Although we did make it across the river, the delay had us arriving past sunset so we were unable to meet with Eréndira Valle, Executive Director of the Amigos to get briefed on local monitoring efforts and how we could get involved. Fortunately, Abraham arrived early the next morning along with Olmo Romero Vargas to bring us up to speed on local monitoring efforts and inform us how we could help. We learned of existing monitoring programs and were asked to help generate species lists (something Bob was already doing) and abundance/size data for key food fish species. Unfortunately, assessing abundance and size of food fish species is quite easy to do in most places in the world as food fish numbers are generally low and fished species tend to avoid divers. In Cabo Pulmo, however, I found myself taxed to the limits of my fish counting abilities. Huge schools of leopard grouper (with individuals up to 1m long) co-mingled with literally hundreds of barred pargo, graybar grunts, panamic parkfish, and huge dog snapper with absolutely no fear of divers.

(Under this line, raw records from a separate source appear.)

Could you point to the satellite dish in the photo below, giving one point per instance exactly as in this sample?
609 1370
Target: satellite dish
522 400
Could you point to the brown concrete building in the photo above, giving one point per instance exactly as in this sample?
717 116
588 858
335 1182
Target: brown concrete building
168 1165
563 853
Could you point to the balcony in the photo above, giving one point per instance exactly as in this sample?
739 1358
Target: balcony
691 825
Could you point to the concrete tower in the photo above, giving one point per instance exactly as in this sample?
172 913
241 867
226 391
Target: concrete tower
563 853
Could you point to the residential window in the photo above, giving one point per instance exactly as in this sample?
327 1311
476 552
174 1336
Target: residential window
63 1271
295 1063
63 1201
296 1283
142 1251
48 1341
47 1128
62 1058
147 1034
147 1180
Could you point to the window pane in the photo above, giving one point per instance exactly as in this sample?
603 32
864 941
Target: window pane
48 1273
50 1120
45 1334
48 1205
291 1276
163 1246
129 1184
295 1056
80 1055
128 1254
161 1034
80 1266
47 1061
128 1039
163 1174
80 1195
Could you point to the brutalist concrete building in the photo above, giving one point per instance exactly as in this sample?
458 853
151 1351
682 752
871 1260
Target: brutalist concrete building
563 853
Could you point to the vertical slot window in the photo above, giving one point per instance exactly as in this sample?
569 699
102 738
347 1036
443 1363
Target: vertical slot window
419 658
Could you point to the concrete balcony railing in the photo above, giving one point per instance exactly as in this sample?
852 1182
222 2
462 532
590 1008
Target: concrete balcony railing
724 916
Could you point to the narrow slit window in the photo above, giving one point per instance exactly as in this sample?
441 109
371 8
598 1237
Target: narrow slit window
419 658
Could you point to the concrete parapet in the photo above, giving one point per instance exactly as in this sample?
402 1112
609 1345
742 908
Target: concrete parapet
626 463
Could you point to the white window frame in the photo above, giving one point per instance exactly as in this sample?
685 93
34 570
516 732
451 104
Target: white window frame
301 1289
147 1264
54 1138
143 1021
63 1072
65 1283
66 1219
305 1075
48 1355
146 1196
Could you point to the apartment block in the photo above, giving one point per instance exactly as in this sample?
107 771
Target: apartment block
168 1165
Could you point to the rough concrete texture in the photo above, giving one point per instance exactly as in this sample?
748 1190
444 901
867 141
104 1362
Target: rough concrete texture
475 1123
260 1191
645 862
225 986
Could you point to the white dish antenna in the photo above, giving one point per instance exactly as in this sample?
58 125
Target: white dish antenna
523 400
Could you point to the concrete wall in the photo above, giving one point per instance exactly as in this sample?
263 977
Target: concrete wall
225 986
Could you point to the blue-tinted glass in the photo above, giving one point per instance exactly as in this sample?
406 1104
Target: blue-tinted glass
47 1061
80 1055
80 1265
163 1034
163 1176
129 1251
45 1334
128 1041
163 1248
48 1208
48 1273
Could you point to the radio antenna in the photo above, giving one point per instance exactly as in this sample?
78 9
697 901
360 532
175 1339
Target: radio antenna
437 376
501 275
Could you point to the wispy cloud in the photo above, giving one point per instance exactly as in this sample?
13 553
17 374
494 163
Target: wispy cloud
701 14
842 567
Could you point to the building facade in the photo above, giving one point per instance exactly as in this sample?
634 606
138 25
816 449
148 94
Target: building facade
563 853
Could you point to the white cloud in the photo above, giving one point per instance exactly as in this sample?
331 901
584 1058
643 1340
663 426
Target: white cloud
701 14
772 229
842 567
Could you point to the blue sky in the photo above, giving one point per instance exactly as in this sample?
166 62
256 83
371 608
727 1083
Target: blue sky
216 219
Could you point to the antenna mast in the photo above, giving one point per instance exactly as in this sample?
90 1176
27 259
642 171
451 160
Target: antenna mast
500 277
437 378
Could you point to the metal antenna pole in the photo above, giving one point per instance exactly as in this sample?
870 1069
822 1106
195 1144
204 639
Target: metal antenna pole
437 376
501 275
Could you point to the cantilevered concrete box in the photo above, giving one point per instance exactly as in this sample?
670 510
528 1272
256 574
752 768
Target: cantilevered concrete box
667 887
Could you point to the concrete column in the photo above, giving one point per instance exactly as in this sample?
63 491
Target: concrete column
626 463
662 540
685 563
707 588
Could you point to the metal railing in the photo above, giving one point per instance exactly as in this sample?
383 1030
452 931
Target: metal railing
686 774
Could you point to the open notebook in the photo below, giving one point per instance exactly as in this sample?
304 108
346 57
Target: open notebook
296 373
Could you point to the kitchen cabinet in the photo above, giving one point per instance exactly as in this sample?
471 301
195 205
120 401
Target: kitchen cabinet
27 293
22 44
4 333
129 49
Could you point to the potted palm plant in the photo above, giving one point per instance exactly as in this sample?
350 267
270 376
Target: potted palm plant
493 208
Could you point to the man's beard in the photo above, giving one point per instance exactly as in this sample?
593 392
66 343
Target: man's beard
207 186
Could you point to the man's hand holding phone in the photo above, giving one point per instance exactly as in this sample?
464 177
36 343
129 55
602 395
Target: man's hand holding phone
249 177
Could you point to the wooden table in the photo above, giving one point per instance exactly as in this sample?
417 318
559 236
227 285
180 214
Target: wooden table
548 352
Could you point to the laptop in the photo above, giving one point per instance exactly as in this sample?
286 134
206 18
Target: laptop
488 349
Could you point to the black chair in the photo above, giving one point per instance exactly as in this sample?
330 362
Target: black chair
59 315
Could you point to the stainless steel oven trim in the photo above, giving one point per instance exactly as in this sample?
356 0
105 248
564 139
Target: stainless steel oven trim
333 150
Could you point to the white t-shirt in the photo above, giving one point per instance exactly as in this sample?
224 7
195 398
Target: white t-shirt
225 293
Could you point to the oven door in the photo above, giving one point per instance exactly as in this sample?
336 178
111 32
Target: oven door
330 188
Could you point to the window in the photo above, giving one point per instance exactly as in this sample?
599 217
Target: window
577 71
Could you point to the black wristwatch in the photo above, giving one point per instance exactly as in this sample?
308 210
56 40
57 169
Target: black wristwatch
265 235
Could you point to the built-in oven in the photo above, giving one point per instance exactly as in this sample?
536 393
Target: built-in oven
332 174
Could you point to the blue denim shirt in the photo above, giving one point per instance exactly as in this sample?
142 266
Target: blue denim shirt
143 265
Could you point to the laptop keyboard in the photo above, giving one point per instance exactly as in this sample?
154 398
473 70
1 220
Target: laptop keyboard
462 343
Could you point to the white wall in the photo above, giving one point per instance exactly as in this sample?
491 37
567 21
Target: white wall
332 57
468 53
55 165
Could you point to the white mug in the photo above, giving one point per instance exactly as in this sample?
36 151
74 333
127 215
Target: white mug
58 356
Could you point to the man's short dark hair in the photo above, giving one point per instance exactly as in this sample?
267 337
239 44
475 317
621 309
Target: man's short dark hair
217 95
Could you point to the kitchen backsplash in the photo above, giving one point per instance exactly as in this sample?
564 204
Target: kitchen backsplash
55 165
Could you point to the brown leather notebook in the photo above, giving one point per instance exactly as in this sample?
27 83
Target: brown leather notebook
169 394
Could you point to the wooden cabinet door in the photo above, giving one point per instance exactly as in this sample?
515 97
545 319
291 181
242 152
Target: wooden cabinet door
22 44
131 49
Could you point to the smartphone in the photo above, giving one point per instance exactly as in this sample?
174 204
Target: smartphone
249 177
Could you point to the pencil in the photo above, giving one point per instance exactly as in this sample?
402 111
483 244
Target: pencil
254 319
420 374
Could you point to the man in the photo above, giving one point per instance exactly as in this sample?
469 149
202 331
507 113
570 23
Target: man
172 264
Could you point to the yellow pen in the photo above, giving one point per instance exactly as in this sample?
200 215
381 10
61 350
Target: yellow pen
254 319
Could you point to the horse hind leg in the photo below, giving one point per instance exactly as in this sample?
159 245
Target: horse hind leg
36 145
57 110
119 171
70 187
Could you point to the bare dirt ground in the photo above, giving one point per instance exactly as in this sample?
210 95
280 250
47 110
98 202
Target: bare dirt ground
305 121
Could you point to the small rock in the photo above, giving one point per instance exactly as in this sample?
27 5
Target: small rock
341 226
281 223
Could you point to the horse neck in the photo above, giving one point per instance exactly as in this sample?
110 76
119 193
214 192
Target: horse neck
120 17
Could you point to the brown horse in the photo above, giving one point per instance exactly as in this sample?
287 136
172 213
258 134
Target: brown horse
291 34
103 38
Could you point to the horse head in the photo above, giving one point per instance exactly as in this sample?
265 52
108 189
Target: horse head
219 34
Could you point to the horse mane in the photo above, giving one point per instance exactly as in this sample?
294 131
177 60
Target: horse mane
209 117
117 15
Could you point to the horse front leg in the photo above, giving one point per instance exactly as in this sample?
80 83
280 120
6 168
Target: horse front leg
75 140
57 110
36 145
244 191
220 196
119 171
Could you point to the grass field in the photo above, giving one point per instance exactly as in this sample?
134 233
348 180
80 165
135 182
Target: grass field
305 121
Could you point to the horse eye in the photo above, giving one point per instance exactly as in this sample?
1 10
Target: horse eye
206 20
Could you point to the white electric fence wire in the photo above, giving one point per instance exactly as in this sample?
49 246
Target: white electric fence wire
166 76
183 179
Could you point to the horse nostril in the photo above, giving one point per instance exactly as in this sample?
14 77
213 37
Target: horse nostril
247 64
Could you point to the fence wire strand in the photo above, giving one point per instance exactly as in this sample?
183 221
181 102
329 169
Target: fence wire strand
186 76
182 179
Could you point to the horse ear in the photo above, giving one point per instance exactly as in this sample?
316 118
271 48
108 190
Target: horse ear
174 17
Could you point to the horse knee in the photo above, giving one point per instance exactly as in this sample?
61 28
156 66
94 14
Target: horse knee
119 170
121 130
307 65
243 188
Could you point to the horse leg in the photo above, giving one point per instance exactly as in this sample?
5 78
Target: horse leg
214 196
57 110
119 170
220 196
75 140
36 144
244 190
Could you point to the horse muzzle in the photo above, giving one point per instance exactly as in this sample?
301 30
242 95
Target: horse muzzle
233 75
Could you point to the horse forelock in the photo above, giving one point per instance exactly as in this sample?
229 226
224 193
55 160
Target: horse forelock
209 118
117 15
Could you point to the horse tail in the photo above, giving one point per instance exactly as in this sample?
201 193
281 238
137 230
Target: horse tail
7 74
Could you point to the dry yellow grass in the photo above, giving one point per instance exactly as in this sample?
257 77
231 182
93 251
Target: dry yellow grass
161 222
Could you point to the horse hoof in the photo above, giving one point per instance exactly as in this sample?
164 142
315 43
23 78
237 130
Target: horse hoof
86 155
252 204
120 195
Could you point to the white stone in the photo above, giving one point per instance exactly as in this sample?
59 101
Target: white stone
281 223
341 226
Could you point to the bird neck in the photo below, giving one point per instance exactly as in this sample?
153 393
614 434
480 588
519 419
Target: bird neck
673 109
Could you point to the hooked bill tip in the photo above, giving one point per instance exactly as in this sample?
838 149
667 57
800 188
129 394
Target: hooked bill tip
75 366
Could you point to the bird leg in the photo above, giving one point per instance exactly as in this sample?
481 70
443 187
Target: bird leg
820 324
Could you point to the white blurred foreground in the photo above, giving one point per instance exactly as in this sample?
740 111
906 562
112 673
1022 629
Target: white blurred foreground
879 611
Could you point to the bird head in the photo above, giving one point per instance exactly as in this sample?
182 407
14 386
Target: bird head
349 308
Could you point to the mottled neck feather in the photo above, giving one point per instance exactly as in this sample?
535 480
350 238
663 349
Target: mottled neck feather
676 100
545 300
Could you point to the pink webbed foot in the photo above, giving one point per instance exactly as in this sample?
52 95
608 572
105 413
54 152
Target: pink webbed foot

Located on the east cape of Baja California Sur, Cabo Pulmo is home to the only hard coral reef in the Sea of Cortez. Established as a National Park in 1995, protecting over 7,000 hectares, Cabo Pulmo National Park is home to over 200 species of fish and hosts some of the greatest concentrations of fish biomass that I have ever seen. Unfortunately, like most coral reefs in the world, the reefs of Cabo Pulmo are facing ever increasing threats from human sources. Illegal fishing routinely occurs within the parks boarders which is evident from the occasional derelict fishing line tangled on the fragile coral heads. Poor land use practices and rampant development are leading to increased sedimentation and pollution and increased beach vehicular traffic and development are threatening olive ridley and leatherback sea turtle nesting sites.
Fortunately, the Amigos and COBI are working hard with the local community to reduce these impacts and Reef Check will soon be developing a new program in the region to further engage the community in monitoring. Generously donating their time and expertise to help with surveys, the data collected by Pete, Art, Dan, Bob and Marty will greatly add to our ability to monitor and protect the precious marine resources of Cabo Pulmo.